Among those taking tedizolid phosphate, 85.5 percent were judged to be successfully treated, and 86 percent of those taking linezolid were judged to be successfully treated.

Side effects occurred in 40.8 percent of those taking tedizolid phosphate and 43.3 percent of those taking linezolid.

Most of these side effects were considered mild or moderate, the researchers reported. A total of 16.3 percent of those taking tedizolid phosphate and 25.4 percent of those taking linezolid experienced gastrointestinal issues from the drugs.

Nervous system disorders occurred in 10.9 percent of those taking tedizolid and 9.6 percent of those taking linezolid.

Other side effects reported included nausea, headache and diarrhea. The researchers noted that the rate of side effects was mostly similar between the two medications.

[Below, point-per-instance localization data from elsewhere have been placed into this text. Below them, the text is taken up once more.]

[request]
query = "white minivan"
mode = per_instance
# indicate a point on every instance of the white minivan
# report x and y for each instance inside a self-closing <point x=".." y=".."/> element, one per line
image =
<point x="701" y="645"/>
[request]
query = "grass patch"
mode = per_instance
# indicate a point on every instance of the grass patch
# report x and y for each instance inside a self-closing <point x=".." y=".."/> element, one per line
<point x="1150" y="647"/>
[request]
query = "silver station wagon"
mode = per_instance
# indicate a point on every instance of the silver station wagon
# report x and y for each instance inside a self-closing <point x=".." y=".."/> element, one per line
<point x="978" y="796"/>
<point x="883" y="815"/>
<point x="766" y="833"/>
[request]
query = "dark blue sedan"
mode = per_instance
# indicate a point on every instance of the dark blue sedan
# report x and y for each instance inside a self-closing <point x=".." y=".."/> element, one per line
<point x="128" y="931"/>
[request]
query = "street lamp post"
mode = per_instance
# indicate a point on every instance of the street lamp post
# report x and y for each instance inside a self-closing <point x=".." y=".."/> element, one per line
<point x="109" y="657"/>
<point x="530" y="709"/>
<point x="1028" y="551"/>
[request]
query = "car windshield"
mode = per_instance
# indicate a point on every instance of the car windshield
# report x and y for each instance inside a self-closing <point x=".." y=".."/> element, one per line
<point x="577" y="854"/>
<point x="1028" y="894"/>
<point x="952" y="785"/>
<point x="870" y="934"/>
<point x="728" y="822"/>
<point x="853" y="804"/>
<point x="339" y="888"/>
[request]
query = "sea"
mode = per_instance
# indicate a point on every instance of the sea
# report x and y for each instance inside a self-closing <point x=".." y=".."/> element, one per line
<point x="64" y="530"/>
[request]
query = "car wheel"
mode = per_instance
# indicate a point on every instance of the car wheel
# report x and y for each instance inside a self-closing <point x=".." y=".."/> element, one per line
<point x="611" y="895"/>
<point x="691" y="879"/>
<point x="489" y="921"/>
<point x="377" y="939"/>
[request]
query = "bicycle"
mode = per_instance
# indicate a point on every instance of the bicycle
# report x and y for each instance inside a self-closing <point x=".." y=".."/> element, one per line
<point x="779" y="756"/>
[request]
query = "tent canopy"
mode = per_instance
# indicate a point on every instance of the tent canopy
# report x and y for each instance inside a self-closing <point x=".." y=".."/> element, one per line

The researchers therefore concluded that tedizolid phosphate appeared to treat these bacterial skin infections as well as linezolid did. However, both drugs failed to successfully treat 15 percent of the patients.

Tedizolid phosphate has not yet been approved by the US Food and Drug Administration and is not yet available for consumers. Prices for the medication were unavailable.

The study was published February 13 in JAMA. The research was funded by Trius Therapeutics, which manufactures tedizolid phosphate.

Three of the study authors were employees of Trius Therapeutics at the time of the study and hold stock in the company. Another doctor has received funding from eight other pharmaceutical companies.